The 2000 Sandwell Metropolitan Borough Council election took place on 4 May 2000 to elect members of Sandwell Metropolitan Borough Council in the West Midlands, England. One third of the council was up for election and the Labour party stayed in overall control of the council.

After the election, the composition of the council was
Labour 55
Liberal Democrat 10
Conservative 6
Independent 1

Campaign
Before the election Labour ran the council with 58 councillors compared to 9 Liberal Democrats, 3 Conservatives and 1 independent, with 1 Labour seat being vacant. The vacant seat was in Oldbury ward, after the former councillor, Mohammed Niwaz, was convicted of fraud the previous December. Among those who were defending seats in the election was the leader of the council, Tarsem King, in West Bromwich Central ward.

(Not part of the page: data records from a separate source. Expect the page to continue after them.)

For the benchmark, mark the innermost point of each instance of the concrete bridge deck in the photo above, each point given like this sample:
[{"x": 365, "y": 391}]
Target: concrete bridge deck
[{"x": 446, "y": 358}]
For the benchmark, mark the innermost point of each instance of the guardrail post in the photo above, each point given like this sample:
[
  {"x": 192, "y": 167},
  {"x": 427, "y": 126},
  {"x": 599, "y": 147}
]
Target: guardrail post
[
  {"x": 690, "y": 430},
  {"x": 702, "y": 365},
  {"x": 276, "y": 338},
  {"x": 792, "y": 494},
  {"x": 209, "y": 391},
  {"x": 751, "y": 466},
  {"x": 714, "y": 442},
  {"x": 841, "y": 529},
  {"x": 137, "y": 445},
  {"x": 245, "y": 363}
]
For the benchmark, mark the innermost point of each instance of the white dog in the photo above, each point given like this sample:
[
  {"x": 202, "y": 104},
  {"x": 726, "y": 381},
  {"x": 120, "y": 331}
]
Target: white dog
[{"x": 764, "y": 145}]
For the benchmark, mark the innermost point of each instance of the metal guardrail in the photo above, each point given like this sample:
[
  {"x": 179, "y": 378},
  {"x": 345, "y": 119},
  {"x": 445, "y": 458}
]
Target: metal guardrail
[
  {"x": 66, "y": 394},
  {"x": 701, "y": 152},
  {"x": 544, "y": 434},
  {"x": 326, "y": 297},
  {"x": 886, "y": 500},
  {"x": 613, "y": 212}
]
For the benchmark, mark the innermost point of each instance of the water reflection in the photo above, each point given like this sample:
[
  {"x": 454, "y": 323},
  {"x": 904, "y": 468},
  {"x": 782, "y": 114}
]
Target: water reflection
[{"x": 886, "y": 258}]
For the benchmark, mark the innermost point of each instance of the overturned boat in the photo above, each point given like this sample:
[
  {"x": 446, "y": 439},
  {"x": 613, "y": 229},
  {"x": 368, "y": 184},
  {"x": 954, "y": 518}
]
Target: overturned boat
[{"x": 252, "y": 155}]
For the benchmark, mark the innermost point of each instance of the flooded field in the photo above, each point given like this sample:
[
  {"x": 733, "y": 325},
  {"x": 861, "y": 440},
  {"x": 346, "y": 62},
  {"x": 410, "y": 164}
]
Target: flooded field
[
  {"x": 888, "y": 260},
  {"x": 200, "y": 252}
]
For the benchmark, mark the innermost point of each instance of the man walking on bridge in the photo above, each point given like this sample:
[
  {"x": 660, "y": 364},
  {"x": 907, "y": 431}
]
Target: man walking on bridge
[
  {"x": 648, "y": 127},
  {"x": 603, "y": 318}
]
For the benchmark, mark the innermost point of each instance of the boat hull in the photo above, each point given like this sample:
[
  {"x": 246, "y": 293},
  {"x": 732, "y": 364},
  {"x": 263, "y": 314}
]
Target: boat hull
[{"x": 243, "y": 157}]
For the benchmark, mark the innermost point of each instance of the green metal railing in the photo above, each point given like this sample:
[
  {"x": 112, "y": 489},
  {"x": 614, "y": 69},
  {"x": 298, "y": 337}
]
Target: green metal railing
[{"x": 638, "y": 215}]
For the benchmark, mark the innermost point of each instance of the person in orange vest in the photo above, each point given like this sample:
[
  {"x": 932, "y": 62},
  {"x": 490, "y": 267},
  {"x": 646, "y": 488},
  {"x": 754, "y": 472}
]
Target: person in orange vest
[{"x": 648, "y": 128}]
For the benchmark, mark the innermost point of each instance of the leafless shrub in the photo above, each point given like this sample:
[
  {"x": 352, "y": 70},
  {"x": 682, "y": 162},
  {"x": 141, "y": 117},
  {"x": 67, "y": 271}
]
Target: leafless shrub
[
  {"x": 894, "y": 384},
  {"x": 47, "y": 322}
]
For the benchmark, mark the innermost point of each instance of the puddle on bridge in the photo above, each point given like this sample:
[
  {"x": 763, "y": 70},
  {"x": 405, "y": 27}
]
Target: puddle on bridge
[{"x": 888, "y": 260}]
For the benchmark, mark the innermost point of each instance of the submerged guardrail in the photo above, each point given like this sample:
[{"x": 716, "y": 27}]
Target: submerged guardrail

Both the Liberal Democrat and Conservative parties were hoping to make gains after some recent school closures, as well as dissatisfaction with the national Labour government. The Liberal Democrats were hoping to gain Hateley Heath, after having won a seat there in a by-election the previous November, and Oldbury. Meanwhile, the Conservatives aimed to take Wednesbury South and were defending Charlemont after the councillor defected to them from the Liberal Democrats. Labour defended their record, pointing to the lowest council tax rise in the region, and hoped to improve on recent low turnouts.

Election result
The results saw the Labour party stay in control of the council, but they did lose some seats. The Conservatives gained the seats of Old Warley and Princes End from Labour, while the Liberal Democrats took Hateley Heath from Labour. Alan Burkitt also held off the Liberal Democrats in Charlemont for the Conservatives.

Ward results

References

2000 English local elections
2000
2000s in the West Midlands (county)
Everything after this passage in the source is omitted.